Warhammer Online: Age of Reckoning Interview

Kikizo had the chance to grill Mythic Entertainment associate producer Josh Drescher about Warhammer Online, Ultima Online, and various other topics related to the MMO industry.

Kikizo: Where do you see the MMO going as a genre? What will be the situation 10 years from now?

Drescher: I think the things which have proven to be universal – because there are hundreds of MMOs on the market and they’re all variable and different, they offer specific things – I think the social component of it will continue to be a really critical element. I think that’s what players have really latched onto, it’s what gives a lot of games longevity. We have another game that we oversee called Ultima Online, and it’s ten years old…

Kikizo: Wasn’t Ultima Online the original MMO?

Drescher: It depends on how far back you’re willing to go.

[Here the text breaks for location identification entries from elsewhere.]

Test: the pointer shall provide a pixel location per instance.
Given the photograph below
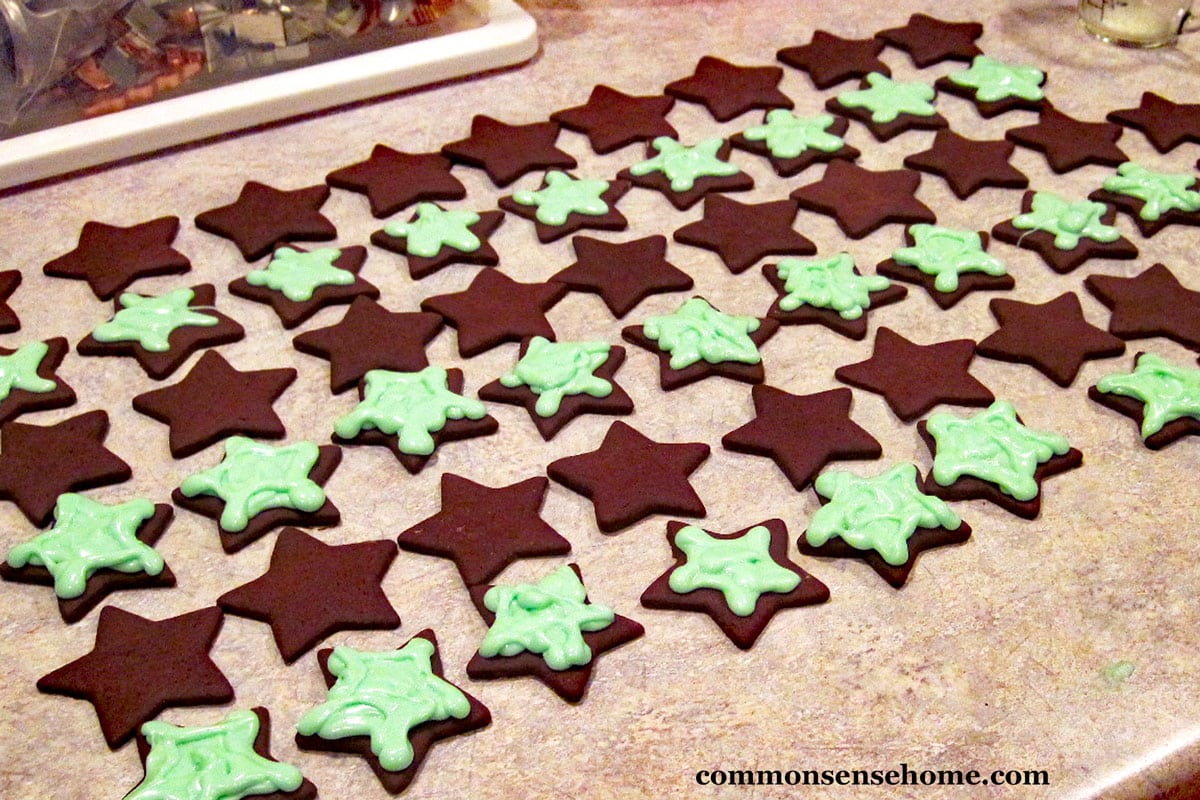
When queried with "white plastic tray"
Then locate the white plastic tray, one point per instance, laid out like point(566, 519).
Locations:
point(510, 36)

I mean technically we can go back into the seventies… and Dungeon, the old MUD, was probably the first one… but Ultima Online was one of the first commercial MMOs, and it’s had a static population for over a decade. And that comes from the fact that players feel emotionally connected to that world, to that experience. It’s familiar to them, and it represents – for the amount of money that they’re actually spending -a lot of return on investment.

For the same amount of money you’d pay for a single ticket to a movie, you can get an entire month of unlimited play in the average MMO. So it’s a high value-for-money, high quality experience, very social, it’s organic, there’s always something for you to do… and we have the ability – unlike with a lot of games – to change our game over time. We can keep adding things to it, we can make modifications to it, improvements – so, literally the game will grow with you over time. So those components are going to remain key. Every now and then you’ll see somebody pop up and try to do something really weird and experimental that people get spooked by.

I think that the “amusement park” element of MMOs is also something that’s attractive to players. There’s a quality of service that they expect now. In the early days you could get away with shipping a half-complete game and saying ‘Hey it’s the only option, you have to play it’, but now players expect Disneyland every time – they expect all the rides to work, they expect everything to be polished and look really great, and so you’re going to continue I think to see really epic, high quality games that offer a really excellent quality of service for an extended period of time in a very social or competitive way.